Desde el 7 de octubre, el mundo observa —unos en silencio, otros con complicidad— uno de los capítulos más oscuros de nuestra era contemporánea. Gaza ha sido bombardeada sin tregua; barrios enteros reducidos a escombros, hospitales destruidos, niños arrancados sin vida de entre las ruinas. Y, sin embargo, en las capitales occidentales, la reacción ha sido un silencio frío y calculado. Los principios universales, tantas veces invocados por Occidente, se derrumbaron justo cuando eran más necesarios: cuando las víctimas eran palestinas.
Desde el primer día, la frase se repitió hasta el cansancio: “Israel tiene derecho a defenderse.” Desde entonces, decenas de miles de civiles han sido asesinados, familias enteras borradas del mapa, y aun así el relato oficial persiste: una respuesta legítima.
Pero, ¿qué ocurriría si los papeles se invirtieran? ¿Y si otro Estado cometiera contra un pueblo occidental una fracción de las atrocidades que Israel comete en Gaza? La palabra “genocidio” resonaría en todos los medios, la justicia internacional se activaría y las sanciones lloverían. Sin embargo, cuando las víctimas son palestinas, el silencio se convierte en política, la hipocresía en doctrina y la moral en moneda de cambio.
Esta doble vara no es un error: es un sistema. Un sistema que jerarquiza las vidas, que mide el dolor según la nacionalidad y que reduce la compasión a un cálculo geopolítico. El niño palestino, parece, vale menos que el niño ucraniano. La sangre de los pueblos colonizados sigue teniendo menos valor que la de quienes los colonizaron.
Cuando la resistencia se criminaliza y la ocupación se legitima
Nos repiten que “toda violencia debe ser condenada”. Pero sólo la violencia de los oprimidos es condenada. La resistencia palestina se criminaliza, mientras la ocupación, el asedio y la colonización son presentados como “medidas de seguridad”.
Desde hace décadas, se repite la misma farsa: se exige a la víctima que sufra en silencio, mientras el verdugo invoca su “derecho a defenderse”. Al pueblo palestino se le exige morir con dignidad, sin molestar la conciencia del mundo libre.
El desenmascaramiento moral de Occidente
El 7 de octubre no fue sólo el inicio de una nueva guerra; fue un espejo que reflejó la desnudez moral de Occidente. Ese mismo Occidente que se presenta como guardián de los derechos humanos mostró su verdadero rostro: valores selectivos, libertad condicional y humanidad restringida.
Palabras como libertad, dignidad y justicia se vaciaron de sentido. Ya no son principios universales, sino privilegios concedidos según la conveniencia política o económica. La humanidad dejó de ser un valor compartido para convertirse en un premio reservado a unos pocos.
Un sistema, no una excepción
El silencio de Occidente no es neutralidad: es complicidad.

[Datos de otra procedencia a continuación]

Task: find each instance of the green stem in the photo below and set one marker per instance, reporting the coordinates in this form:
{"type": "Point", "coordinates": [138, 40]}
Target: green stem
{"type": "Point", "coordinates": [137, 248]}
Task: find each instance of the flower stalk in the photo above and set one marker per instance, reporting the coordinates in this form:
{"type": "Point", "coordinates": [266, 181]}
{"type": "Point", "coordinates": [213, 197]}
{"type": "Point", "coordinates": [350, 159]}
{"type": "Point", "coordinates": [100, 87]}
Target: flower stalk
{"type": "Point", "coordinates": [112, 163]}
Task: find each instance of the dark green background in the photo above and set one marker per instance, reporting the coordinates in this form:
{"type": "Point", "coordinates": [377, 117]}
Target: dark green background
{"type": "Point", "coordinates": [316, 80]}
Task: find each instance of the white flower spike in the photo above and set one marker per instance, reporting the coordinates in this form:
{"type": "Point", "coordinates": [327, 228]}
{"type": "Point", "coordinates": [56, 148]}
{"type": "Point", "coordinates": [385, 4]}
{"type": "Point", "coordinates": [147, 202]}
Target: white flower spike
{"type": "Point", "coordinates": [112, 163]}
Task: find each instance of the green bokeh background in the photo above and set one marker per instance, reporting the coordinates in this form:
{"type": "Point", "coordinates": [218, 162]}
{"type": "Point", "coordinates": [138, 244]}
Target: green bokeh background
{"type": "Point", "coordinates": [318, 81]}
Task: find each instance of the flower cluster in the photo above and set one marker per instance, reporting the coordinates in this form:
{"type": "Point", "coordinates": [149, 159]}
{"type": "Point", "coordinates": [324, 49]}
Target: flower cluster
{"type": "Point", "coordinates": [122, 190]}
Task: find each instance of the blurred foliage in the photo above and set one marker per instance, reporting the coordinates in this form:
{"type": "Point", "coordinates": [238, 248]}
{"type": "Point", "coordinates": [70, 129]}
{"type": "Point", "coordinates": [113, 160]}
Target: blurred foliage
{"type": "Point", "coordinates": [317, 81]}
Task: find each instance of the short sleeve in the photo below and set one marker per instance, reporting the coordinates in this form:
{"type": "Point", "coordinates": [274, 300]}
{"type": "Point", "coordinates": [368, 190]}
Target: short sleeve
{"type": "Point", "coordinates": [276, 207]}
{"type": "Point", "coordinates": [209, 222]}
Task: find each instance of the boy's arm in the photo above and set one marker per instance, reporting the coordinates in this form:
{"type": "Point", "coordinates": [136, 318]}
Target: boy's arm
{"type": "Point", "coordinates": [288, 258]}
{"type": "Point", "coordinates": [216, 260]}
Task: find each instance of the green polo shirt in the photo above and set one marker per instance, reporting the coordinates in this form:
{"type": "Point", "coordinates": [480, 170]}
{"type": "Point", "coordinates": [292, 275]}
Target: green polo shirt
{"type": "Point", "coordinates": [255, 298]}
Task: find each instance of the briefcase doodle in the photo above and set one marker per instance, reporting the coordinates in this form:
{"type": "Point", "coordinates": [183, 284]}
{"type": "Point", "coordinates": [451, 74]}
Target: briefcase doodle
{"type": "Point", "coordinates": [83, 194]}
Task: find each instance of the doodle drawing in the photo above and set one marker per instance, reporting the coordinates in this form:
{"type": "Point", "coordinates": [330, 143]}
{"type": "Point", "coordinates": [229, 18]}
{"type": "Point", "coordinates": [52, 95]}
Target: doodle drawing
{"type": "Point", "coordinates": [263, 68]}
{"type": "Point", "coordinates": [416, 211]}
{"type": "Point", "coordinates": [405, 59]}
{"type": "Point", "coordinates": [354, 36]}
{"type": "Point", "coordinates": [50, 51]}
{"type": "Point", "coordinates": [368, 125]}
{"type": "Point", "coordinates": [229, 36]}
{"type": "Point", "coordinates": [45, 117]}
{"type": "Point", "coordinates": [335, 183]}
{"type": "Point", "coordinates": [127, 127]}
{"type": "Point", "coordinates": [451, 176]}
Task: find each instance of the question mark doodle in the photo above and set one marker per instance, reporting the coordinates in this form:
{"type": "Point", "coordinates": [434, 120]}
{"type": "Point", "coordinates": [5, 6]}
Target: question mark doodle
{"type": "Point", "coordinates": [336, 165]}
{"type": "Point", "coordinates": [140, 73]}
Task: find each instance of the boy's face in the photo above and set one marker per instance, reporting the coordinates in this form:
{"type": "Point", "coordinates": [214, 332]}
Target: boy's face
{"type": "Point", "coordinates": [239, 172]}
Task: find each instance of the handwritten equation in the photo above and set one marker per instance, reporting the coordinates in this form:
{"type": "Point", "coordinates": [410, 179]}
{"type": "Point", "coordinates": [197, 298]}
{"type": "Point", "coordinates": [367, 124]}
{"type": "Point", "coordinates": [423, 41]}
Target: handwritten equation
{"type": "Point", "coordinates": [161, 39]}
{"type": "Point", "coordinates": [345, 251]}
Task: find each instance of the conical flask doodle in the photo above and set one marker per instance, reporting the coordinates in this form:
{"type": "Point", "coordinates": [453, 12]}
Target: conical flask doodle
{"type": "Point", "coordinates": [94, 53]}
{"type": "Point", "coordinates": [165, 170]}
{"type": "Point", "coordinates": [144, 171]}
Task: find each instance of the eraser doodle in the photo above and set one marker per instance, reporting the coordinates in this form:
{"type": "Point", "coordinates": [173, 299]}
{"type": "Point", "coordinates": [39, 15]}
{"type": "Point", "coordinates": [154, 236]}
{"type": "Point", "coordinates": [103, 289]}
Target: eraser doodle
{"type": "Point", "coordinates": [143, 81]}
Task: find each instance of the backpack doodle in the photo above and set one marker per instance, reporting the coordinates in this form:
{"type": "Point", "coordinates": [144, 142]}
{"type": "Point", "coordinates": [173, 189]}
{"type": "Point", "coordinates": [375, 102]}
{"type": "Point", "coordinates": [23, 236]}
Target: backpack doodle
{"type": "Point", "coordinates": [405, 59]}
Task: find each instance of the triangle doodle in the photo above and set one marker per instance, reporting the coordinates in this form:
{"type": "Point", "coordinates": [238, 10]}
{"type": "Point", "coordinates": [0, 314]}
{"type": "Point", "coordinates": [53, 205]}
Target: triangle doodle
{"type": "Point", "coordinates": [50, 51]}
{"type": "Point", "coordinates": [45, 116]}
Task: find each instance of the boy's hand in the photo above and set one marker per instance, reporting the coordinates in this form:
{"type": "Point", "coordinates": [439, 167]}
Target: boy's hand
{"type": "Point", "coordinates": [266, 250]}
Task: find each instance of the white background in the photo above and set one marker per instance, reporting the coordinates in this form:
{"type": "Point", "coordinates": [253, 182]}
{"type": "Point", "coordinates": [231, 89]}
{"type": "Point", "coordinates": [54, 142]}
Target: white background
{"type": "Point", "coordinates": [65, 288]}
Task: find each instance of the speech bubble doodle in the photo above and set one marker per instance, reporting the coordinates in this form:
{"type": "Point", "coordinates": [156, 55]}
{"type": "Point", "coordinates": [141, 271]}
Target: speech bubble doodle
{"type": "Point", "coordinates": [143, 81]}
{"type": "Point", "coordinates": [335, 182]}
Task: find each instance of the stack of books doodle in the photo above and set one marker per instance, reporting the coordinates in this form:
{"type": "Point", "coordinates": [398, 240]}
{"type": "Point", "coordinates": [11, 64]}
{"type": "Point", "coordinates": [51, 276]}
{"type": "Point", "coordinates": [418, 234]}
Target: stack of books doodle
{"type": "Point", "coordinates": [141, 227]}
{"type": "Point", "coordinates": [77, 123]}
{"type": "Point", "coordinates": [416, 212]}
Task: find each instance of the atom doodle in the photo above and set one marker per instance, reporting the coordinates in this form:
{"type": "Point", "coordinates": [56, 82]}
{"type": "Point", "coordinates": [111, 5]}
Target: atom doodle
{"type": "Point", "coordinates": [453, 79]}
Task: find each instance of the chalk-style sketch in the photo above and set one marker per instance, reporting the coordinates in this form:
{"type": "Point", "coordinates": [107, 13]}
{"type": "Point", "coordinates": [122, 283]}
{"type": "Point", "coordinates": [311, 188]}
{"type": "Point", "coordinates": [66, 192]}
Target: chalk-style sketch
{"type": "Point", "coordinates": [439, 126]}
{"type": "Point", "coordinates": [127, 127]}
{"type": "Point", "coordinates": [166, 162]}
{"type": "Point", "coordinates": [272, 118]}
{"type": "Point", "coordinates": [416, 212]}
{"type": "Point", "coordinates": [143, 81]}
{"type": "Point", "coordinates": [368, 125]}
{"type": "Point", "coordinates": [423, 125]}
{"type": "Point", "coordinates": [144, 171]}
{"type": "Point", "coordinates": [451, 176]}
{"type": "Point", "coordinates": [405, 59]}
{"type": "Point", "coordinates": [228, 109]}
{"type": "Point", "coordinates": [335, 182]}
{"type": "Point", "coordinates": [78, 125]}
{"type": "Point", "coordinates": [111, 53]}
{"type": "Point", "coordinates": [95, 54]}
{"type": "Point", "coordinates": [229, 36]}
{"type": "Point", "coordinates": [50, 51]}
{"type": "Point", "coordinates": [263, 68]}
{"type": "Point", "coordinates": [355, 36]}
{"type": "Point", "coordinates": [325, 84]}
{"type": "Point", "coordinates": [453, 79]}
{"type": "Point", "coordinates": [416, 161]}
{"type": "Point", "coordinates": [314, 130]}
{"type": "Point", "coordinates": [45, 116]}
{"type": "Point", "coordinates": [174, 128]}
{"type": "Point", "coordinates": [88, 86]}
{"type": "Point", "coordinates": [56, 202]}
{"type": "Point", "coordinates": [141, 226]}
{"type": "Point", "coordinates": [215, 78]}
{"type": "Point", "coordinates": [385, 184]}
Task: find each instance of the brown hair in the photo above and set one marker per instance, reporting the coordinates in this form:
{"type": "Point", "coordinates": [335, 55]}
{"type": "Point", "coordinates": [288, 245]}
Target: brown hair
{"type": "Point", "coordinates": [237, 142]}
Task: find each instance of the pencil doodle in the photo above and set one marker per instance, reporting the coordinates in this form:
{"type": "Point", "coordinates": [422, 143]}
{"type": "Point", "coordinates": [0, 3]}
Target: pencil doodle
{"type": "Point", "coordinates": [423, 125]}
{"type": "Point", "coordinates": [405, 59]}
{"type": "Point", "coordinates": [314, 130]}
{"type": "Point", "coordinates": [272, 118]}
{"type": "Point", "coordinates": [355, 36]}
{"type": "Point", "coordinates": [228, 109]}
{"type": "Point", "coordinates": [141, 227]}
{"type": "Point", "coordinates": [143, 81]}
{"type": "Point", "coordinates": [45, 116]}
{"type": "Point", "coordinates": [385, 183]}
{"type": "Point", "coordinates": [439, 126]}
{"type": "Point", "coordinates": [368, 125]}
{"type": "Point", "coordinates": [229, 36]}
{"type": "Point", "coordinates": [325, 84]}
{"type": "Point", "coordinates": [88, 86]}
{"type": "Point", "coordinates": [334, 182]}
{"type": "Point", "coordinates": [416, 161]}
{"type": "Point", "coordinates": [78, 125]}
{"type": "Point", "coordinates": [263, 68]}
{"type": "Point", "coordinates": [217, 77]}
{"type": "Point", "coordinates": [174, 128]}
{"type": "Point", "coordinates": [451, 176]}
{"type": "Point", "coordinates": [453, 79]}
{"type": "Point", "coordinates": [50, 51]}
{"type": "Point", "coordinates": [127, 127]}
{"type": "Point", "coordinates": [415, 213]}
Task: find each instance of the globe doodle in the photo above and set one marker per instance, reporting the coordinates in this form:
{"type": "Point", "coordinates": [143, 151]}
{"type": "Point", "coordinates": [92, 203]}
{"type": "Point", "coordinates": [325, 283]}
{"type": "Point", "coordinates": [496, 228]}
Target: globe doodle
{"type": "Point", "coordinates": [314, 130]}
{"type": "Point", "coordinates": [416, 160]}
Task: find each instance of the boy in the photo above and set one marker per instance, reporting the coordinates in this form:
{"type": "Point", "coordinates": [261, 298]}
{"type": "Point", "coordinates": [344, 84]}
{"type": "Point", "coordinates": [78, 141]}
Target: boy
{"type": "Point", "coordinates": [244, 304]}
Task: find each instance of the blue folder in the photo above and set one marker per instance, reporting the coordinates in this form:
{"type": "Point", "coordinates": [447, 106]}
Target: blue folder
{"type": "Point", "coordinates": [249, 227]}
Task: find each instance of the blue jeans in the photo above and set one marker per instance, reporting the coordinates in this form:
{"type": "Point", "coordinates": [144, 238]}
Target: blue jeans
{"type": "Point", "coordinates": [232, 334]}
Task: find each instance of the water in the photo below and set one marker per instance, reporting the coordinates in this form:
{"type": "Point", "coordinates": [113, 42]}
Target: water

El orden internacional que justifica la ocupación y castiga la resistencia no padece un error temporal; es un sistema construido sobre la desigualdad moral.
Cada bomba que cae sobre Gaza no destruye solo una casa palestina, sino también lo que queda de la credibilidad de aquellos que se proclaman defensores de los derechos humanos.
Un pueblo solo… pero de pie
La historia recordará que, en 2023 y 2024, mientras se intentaba borrar a todo un pueblo, los poderosos miraron hacia otro lado. Pero también recordará que ese pueblo, herido pero digno, se negó a arrodillarse.
Gaza, la ciudad que quisieron someter, se ha convertido en la conciencia viva del mundo. Y el pueblo palestino, al que intentaron borrar, se ha transformado en el símbolo eterno de la dignidad humana en una época de decadencia moral.
Al final, no son las bombas las que dictan la justicia, ni los imperios los que deciden la verdad.
La memoria sí.
Y la memoria —a diferencia de la política— no olvida.